The ACCC also concluded that it was likely the proposed acquisition would increase the effectiveness of current market practices which act to limit competition in petrol retailing.
"The proposed acquisition would give Caltex a significant share of retail sites in Brisbane, Sydney, Melbourne and Adelaide. As one of the leaders of the weekly price cycle in these cities, this increase in Caltex’s presence would increase the likelihood of stable price increases particularly compared to a situation where some or all of the sites are acquired by more maverick or aggressive retailers," Mr Samuel said.
"The ACCC’s investigation had regard to the coordinated behaviour associated with the jump in fuel prices as part of the weekly price cycle in several of the Australian capital cities. The ACCC considers that this coordination is facilitated through the frequent exchange of pricing information between competitors via the Informed Sources Oil Pricewatch System.
"While the enhancement of coordinated conduct resulting from the proposed acquisition is likely to substantially lessen competition in contravention of section 50 of the Trade Practices Act, the ACCC is concerned that the Act does not appear to adequately cover facilitating practices which enables such coordinated conduct," he added.

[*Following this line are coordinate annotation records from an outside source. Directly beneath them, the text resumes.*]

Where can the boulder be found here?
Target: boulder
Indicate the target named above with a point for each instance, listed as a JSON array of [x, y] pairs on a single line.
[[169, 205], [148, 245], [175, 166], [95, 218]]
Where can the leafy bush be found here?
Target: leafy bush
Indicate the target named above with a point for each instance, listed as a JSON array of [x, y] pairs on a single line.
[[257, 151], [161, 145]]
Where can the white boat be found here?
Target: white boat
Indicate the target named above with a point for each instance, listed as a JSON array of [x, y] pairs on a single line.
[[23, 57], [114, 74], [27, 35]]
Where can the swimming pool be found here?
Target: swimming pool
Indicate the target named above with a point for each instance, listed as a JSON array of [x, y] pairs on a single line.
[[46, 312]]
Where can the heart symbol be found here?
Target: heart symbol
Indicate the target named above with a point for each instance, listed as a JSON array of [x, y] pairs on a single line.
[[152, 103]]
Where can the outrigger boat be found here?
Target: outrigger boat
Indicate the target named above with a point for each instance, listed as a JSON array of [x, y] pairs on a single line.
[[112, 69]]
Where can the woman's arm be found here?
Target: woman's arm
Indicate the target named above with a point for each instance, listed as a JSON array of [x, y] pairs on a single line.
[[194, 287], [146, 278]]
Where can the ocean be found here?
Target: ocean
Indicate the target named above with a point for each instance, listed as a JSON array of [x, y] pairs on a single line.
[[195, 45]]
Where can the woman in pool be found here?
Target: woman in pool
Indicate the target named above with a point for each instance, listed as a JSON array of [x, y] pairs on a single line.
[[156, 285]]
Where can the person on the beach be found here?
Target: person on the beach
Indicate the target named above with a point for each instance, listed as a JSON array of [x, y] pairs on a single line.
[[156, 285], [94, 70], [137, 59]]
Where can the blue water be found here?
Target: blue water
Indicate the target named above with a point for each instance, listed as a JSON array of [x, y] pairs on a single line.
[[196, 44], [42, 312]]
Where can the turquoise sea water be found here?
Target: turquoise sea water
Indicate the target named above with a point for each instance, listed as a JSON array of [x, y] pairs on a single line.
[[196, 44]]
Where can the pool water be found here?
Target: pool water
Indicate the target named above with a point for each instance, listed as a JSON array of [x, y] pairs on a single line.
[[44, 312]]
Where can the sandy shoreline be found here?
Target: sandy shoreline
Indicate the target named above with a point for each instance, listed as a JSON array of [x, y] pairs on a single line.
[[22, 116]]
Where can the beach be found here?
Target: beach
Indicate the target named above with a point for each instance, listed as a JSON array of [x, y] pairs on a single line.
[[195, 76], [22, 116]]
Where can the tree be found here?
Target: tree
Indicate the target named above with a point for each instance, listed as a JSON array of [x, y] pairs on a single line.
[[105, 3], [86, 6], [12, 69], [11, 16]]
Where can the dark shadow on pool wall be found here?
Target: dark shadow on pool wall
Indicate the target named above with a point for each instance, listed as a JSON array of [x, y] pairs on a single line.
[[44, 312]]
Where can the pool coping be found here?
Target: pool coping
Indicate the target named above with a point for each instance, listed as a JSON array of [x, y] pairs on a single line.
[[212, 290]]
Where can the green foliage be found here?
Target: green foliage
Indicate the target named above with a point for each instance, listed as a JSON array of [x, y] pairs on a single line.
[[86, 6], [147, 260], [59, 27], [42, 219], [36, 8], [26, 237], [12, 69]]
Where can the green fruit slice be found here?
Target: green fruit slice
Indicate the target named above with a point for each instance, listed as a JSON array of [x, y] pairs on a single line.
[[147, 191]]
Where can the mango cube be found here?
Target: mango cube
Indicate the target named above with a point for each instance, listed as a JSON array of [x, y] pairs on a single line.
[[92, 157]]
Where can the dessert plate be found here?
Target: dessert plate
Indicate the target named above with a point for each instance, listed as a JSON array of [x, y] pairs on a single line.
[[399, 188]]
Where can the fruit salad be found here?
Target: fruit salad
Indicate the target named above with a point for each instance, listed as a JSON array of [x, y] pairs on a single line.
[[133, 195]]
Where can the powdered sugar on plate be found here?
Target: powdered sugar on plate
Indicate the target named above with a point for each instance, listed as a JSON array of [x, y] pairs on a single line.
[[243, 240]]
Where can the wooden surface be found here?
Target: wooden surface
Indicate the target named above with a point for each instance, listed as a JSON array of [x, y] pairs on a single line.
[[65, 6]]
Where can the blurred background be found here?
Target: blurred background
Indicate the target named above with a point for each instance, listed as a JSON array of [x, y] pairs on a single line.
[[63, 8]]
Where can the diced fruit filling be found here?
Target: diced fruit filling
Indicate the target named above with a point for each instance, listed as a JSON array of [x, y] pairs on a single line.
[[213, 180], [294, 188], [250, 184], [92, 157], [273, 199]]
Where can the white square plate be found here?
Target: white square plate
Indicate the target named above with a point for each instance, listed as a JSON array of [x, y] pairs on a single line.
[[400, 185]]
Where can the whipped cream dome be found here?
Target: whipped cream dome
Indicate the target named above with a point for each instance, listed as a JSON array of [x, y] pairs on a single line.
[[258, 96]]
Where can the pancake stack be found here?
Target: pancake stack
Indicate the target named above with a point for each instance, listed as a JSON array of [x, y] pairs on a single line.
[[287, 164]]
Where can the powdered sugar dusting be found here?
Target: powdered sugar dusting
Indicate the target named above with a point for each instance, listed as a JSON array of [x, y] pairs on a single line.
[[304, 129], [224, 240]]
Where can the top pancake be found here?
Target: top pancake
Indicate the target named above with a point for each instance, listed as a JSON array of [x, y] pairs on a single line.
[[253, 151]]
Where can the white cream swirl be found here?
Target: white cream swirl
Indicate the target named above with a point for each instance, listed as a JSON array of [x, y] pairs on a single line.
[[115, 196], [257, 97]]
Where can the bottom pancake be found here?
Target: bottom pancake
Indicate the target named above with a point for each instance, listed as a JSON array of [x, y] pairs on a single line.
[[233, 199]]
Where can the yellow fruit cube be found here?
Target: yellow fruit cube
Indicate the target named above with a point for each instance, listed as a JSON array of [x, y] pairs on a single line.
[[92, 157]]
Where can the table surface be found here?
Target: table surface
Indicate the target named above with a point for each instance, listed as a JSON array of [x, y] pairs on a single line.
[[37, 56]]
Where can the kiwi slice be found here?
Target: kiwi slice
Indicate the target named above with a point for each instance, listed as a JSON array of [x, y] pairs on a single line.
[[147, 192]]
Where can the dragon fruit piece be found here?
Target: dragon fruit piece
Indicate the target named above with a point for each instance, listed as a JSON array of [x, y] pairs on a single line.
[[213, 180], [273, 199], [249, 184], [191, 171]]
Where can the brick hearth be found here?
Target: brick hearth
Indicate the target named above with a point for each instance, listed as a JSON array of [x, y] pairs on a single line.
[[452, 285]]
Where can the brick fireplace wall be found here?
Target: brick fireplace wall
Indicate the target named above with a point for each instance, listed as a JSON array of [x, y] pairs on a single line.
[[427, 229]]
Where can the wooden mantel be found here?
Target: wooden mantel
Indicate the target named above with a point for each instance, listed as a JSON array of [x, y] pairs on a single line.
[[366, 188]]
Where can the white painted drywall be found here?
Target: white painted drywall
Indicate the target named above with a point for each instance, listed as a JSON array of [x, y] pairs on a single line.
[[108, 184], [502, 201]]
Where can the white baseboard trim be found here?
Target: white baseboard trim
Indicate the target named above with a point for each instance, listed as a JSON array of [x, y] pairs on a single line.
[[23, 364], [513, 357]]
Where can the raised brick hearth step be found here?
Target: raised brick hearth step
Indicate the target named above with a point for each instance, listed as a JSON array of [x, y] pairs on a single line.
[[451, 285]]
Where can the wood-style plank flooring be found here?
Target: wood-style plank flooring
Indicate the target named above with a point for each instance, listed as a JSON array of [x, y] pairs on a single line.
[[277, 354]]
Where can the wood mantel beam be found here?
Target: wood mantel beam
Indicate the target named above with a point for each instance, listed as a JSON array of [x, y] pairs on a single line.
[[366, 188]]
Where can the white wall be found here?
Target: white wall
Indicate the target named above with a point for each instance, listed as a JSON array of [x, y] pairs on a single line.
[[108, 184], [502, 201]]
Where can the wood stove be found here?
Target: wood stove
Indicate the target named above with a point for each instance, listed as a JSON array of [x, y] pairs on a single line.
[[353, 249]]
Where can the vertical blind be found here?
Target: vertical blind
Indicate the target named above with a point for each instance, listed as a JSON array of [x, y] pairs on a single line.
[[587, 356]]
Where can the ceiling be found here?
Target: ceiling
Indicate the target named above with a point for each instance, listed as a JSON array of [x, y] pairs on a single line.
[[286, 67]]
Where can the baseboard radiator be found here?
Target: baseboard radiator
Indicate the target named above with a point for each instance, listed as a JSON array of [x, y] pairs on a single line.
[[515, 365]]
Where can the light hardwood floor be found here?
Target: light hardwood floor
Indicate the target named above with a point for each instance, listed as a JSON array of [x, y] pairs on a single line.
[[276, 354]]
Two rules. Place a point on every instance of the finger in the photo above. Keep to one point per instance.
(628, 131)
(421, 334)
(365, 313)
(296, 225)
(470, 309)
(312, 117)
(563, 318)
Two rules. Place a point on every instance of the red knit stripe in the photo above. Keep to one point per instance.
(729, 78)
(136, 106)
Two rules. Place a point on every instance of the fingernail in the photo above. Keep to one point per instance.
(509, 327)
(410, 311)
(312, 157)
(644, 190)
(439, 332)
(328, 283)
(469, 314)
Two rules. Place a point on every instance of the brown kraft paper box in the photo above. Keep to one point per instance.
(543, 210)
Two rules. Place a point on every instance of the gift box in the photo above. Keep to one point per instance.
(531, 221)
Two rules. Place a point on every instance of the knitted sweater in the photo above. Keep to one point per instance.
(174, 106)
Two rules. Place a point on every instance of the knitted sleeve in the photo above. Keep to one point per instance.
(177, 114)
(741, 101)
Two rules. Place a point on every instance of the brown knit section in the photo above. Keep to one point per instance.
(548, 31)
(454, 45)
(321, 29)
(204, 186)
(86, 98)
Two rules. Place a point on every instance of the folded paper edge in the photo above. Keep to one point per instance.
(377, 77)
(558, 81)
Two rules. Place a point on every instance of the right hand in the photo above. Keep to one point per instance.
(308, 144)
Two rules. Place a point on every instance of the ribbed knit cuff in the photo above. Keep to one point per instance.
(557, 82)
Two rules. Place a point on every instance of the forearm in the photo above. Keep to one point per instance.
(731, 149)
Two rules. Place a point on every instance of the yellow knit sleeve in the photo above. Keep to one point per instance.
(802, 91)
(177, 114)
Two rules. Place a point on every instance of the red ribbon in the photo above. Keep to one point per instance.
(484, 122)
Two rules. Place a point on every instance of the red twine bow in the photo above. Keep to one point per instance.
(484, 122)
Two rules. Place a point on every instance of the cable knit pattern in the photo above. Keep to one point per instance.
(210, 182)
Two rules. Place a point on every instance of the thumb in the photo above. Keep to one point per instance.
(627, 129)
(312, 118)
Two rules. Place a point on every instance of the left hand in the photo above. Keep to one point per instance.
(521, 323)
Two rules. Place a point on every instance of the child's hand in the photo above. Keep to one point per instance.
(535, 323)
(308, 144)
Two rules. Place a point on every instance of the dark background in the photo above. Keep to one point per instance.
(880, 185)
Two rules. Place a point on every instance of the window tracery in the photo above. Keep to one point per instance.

The decision means that Caltex Australia will have to go to court to get approval, if it wants the deal to proceed. It was not saying very much yesterday other than it will study the Commission’s statement.
"Caltex will consider its position on the basis of today’s announcement, the public competition assessment and further discussion it proposes having with the ACCC. Caltex will then determine what action it will take in response to the announcement," said Caltex Managing Director & CEO, Julian Segal.
"Regardless of the eventual outcome, Caltex will maintain its business strategy. As previously stated, we will focus on growing our existing business and pursuing adjacent step out and merger and acquisition opportunities. This will enable us to achieve performance in the top quartile of ASX 100 companies, based on total shareholder return."
As noted in its Statement of Issues on this matter, the ACCC said it is satisfied (based on information provided by Mobil) that if the sale to Caltex does not proceed, Mobil will exit its retail business in Australia within the next two to three years.
Under any likely alternative sale, the ACCC considers that a significant proportion of the sites would be purchased by retailers with a greater propensity to discount compared to the oil majors, including Caltex.
The ACCC will issue a Public Competition Assessment explaining the reasons for its decision in due course.
Mr Segal is relatively new at Caltex and this was his first deal since being head hunted to run the oil major from Incitec Pivot, the fertiliser and explosives giant.